The World Food Programme (WFP) is encouraging external organizations and the general public to share expertise, resources and bold solutions to help achieve Sustainable Development Goal 2 and create a world without hunger.

Innovation is already a cornerstone of WFP’s efforts to provide food assistance to over 80 million people worldwide each year.

For instance today WFP distributes e-cards so that the people we serve can buy what they need, when and where they need it, and pay for it as if using a debit card. Also, for the first time in the history of the retail industry, Syrian refugees in Jordan can use an eye-scan as a method of payment.

WFP Executive Director Ertharin Cousin said: “We are committed to ending hunger by 2030 and to achieve that, despite new crises, we must be bold, seeking new ideas, tools and solutions.

“New technologies, a revolution in big data and a desire to collaborate like never before mean that working together we can transform the pace of addressing the persistent challenges that have kept generations locked in hunger and poverty.”

To create an environment that supports and nurtures innovative thinking and the development of new approaches and partnerships, WFP today officially launched an Innovation Accelerator in Munich, Germany.

The Accelerator invites the private sector, civil society and WFP staff with innovative ideas to tackle humanitarian and development challenges together. It is a dedicated hub bringing together cross-industry expertise and resources to design and test innovations quickly in a supportive space. It includes bootcamps to quickly understand problems and develop solutions, and sprint programmes to support rapid testing and prototyping.

As part of the official launch, WFP today announced a new partnership with METRO Cash & Carry. METRO, WFP’s first global retail partner, shares industry expertise and involves worldwide customers and employees in fundraising activities for school meals programmes. WFP also announced a partnership with ACATECH, the German Academy of Science and Engineering, to identify and develop innovative solutions. 

There are already numerous examples of projects that have been developed by the Innovation Accelerator since it opened last year.

These include AgriUP, a low-bandwidth smartphone app that aims to provide location-specific information on market prices, weather and farming methods to smallholder farmers.

Its creator, WFP Programme Assistant Hector Roca, said: "The project is a way to expand our ideas and hopefully to help reducer hunger in the world in the coming years."

The AgriUp team is now running a pilot in Guatemala, where family farmers represent approximately a third of the country’s population. These farmers are vulnerable to chronic hunger and constrained by limited farming knowledge and low levels of literacy.

Another innovation, the Zero Post-Harvest Losses Programme, sells low-cost, locally produced food storage containers to smallholder farmers in developing countries. This project can virtually eliminate the food losses that often destroy up to 40 percent of a farmer's harvest.

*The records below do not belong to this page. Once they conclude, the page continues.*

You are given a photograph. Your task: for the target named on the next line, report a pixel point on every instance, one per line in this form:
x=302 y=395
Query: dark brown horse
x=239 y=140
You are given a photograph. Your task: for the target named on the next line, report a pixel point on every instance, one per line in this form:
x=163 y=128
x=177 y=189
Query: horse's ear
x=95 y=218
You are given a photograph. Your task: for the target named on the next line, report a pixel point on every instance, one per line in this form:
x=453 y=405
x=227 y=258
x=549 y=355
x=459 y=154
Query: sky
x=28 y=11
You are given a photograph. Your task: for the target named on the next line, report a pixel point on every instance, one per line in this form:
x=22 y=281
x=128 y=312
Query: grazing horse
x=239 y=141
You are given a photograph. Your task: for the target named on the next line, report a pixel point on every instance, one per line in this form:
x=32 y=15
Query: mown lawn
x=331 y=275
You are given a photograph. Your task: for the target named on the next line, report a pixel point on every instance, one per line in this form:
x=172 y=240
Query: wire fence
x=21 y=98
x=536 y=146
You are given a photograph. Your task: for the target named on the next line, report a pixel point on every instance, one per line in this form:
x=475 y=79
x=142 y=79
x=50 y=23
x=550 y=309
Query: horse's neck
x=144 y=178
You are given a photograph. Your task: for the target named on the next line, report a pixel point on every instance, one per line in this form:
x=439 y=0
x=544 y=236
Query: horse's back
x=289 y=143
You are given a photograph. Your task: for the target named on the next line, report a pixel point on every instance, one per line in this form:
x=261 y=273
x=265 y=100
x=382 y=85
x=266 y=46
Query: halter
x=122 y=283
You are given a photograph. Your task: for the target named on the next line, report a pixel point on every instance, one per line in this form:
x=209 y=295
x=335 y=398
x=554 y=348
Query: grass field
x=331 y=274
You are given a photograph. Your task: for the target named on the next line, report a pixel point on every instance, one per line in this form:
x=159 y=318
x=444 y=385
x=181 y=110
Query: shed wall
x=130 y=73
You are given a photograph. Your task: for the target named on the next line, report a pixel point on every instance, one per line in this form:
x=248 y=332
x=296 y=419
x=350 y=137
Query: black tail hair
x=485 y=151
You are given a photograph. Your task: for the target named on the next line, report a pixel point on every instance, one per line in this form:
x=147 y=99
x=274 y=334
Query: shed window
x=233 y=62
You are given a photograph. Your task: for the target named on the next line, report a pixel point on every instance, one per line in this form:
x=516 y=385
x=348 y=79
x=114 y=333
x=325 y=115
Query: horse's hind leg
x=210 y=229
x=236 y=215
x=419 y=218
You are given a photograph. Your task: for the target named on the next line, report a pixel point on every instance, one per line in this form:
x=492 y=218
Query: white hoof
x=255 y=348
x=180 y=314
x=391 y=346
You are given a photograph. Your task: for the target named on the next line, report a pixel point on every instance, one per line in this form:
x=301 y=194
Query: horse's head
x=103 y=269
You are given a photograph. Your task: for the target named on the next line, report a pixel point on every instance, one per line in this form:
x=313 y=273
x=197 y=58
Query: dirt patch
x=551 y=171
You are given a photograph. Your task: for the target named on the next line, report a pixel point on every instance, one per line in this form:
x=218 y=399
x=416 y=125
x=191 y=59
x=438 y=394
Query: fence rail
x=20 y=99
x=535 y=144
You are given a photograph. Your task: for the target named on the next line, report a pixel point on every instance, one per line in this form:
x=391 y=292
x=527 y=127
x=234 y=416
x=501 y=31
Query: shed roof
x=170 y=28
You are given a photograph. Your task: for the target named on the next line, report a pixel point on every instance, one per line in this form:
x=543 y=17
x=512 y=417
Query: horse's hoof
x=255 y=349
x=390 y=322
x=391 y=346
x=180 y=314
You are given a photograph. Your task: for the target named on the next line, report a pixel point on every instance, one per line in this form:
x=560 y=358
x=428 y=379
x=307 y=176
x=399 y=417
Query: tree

So far, the project has sold grain silos to more than 65,000 smallholder farming families in Uganda alone, helping them save more food and sell more of their surplus in local markets.

ShareTheMeal is a smartphone app that enables users to "share their meal" with hungry children – with just a tap. A donation of US$0.50 helps provide a child with vital nutrition for the day so he or she can stay healthy. Currently, ShareTheMeal is fundraising for Syrian children who have fled with their families to Lebanon. Since the launch in 2015, around 500,000 users worldwide have provided more than 5.6 million meals.